Tola Newbery is a name to remember. He took us on a journey, the telling of Kupe’s story - as a person and as a god - through strong drama, light humour and pleasing choreography.

The script was full of simile and metaphor and the beauty of the script - 32 pages of poetry - produced words to savour. “The kumara does not sing of its own sweetness… each tap [of stones] carving knowledge into me… the stars bedecking the firmament… dark swallows light… how many cracked skulls is your wife worth?”

During the story we were reminded of the landmarks named on Kupe’s journey around Aotearoa and beyond and the significance of these landmarks and of nature, birds and fish, in Maori mythology.

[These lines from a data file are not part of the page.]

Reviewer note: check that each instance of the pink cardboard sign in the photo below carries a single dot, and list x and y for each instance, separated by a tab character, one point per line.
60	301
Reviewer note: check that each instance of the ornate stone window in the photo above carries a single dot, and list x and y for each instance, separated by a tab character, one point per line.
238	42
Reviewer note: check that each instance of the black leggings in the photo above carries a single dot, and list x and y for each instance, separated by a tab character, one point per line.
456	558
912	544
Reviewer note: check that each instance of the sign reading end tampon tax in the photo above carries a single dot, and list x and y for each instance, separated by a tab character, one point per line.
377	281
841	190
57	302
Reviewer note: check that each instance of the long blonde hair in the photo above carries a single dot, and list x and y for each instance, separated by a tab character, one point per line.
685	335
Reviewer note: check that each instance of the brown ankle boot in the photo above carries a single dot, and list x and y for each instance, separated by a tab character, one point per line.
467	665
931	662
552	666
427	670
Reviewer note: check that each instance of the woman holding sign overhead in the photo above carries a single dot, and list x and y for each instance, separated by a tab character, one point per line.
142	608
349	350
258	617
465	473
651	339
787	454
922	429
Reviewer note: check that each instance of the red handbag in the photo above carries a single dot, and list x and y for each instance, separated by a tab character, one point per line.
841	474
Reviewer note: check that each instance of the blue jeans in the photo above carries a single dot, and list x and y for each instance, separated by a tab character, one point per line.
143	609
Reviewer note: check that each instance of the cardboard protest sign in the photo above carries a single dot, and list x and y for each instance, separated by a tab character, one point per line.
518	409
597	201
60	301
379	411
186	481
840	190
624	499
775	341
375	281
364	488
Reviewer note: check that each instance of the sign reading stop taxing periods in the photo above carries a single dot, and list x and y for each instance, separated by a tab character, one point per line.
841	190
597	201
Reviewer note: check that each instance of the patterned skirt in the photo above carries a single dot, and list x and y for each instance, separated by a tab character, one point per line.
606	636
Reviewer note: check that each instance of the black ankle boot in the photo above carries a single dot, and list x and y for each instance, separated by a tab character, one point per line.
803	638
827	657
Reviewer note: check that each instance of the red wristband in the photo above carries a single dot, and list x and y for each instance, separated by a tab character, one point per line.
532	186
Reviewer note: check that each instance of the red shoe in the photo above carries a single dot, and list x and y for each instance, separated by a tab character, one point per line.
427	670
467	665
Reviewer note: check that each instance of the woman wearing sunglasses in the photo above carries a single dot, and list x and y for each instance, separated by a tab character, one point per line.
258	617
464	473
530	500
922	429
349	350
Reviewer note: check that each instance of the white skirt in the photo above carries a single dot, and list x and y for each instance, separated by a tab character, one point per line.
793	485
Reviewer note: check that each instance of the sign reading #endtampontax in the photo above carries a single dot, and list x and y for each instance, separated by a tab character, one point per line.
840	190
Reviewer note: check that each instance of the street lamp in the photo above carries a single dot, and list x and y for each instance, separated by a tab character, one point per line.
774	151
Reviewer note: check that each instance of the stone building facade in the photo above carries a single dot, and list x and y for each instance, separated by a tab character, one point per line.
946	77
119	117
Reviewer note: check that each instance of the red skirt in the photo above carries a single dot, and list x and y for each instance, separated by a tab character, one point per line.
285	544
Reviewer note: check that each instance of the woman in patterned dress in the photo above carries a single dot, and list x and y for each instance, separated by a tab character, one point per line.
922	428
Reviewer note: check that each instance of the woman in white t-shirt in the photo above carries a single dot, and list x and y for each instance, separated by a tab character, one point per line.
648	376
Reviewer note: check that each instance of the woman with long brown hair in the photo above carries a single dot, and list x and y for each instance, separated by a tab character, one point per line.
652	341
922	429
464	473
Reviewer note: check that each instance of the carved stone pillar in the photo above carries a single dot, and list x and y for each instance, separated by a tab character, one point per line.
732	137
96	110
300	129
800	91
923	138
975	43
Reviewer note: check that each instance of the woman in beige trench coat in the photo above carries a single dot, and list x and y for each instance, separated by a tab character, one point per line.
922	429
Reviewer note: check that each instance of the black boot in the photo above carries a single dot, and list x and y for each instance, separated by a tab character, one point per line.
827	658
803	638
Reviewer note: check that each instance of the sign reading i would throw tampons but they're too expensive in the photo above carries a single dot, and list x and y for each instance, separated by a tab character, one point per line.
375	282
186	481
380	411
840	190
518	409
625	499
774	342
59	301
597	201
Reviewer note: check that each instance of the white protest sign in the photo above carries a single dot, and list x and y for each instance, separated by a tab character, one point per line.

The audience sat in rows each side of the performer, an extra challenge for Tola. But it was a choice that worked well in connecting with the audience and maintaining interest.

There was clever use of a few simple props - a cape that was also a sail, the tapping of two stones interrupting attentive silence, the swish of the sea created by a tube filled with course sand.

The pace built up as Kupe finally faced and fought the legendary octopus Te Wheke-Muturangi. Few will forget the transformation of a long-sleeved hoodie into the mighty octopus that urged, “Follow me, Kupe, into my belly.”

About 70 people chose to remain after the play in order to ask questions of Tola and Murray Lynch and to hear and hear about the process of creating the play.  

And none would have regretted turning up on a cold wet night to learn about the great navigator, Kupe, and gain a deeper understanding of things Maori.

“Ka Tito Au, Kupe’s Heroic Journey” has been touring the country over the past year, performing at community halls, marae and schools. The financial assistance of the Lottery Tuia - Encounters 250 Programme meant that tickets to the performance in the Whitianga Town Hall was free.

Pictured: Actor Tola Newberry with Ngati Hei family members Pat Macdonald (on the left) and Raukawa Balsom after the performance of “Ka Tito Au, Kupe’s Heroic Journey” in the Whitianga Town Hall on Friday evening last week.